Charlotte and Ella put a stop to the lameness by calling in a party bus stocked with scantily clad Malibu State water polo team members, who’ve doffed their shirts in exchange for Charlotte dropping their charges. Now this is prosecutorial misconduct I can get behind. (And on top of. And underneath. Hey-ooooh!)
Everyone but Maze gets their drunk on, and Charlotte faux-innocently talks up L.A.’s divorce rate and Chloe’s bravery in not caring about the weird professional optics of marrying a second guy from work.
An incensed Maze finally kicks all the men off the bus, including the hunk examining Linda’s tonsils with his tongue. Linda launches herself at Maze, screaming, “He smelled like chlorine and butterscotch fudge!”
With Maze and Charlotte working at cross-purposes, Ella the peacemaker finally orders everybody but Chloe off the bus, and the women end up bickering on the sidewalk. (Linda is particularly upset that Maze undermined her attempt to restart her sex life, which is fair since Maze put the kibosh on her last boink buddy).
Ella desperately suggests they get the party back on track with matching fake tattoos at the place Pierce told her about, which clues Maze into what the shady lieutenant is up to. And that’s when they all realize that Chloe has taken off in the bus, leaving them on the sidewalk.
Alone, Chloe drinks and has a heart-to-heart with the bus driver, admitting she doesn’t know why she said yes to Pierce. She wanted to be spontaneous and thought marrying a safe, steady guy would somehow change her into a different person. The bus driver (Aloma Wright, a.k.a. Laverne from Scrubs, who’s always welcome on my TV) says she’s been married for 17 years to a man who’s her everything. “Hopefully your guy is too,” she tells a worried-looking Chloe.
In the aftermath of the night’s events, several things go down:
Maze arrives to kill that lying liar Pierce but is foiled when she finds Trixie asleep on the couch next to him. She leaves but threatens to finish the job at some future point.
Dan knocks on a tipsy Charlotte’s door to tell her that he wants to be all in with her. She smiles and kisses him, making Dan the luckiest guy this episode.
And most importantly, Chloe arrives home to tell Pierce she can’t marry him.
The next morning at the precinct, Lucifer’s about to tell Chloe what he’s learned about her needs, but the absence of her engagement ring drives every other thought from his head. Instead of telling her anything of substance, he follows her off on a new investigation while Pierce broodily looks on.

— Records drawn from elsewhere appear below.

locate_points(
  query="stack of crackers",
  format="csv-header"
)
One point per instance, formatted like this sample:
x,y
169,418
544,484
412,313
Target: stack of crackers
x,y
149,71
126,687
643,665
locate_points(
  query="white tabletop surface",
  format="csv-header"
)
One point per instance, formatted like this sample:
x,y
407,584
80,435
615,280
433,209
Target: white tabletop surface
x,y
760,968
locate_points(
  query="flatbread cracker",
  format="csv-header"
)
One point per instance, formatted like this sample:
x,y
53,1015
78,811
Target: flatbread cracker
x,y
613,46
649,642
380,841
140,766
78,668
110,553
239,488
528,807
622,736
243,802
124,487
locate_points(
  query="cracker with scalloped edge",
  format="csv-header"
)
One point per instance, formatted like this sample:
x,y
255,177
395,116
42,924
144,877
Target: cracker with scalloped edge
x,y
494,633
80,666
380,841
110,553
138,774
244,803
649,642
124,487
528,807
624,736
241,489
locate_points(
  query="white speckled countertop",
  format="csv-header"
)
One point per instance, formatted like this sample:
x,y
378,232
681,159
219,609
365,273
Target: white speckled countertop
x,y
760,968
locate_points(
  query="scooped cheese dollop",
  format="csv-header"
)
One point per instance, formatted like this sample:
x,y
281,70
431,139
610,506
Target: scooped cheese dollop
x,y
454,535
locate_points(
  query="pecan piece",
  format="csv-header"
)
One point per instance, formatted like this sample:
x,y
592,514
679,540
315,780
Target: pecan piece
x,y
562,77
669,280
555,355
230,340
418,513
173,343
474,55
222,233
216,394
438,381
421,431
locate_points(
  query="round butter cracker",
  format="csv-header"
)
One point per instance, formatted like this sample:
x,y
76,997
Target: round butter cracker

- Friends, have you ever been more thrilled at the collapse of an engagement? Here’s hoping the breakup sticks, although I’m not sure how they’ll write Chloe out of being in love with Pierce. It seems like the kind of thing she shouldn’t be able to get over in an episode or two … which is all we have left this season.
- How great was the Chloe costuming tonight? As an engaged woman, she’s all heart-printed shirts and bright colors and flowy hair, but as a newly single lady at the end, she’s back in black. Fun little detail, show! Also, of course Chloe has an incomprehensible wedding murder board.
- Anybody else immediately flash back to that Six Feet Under episode when you see somebody hanging out the top of a limo?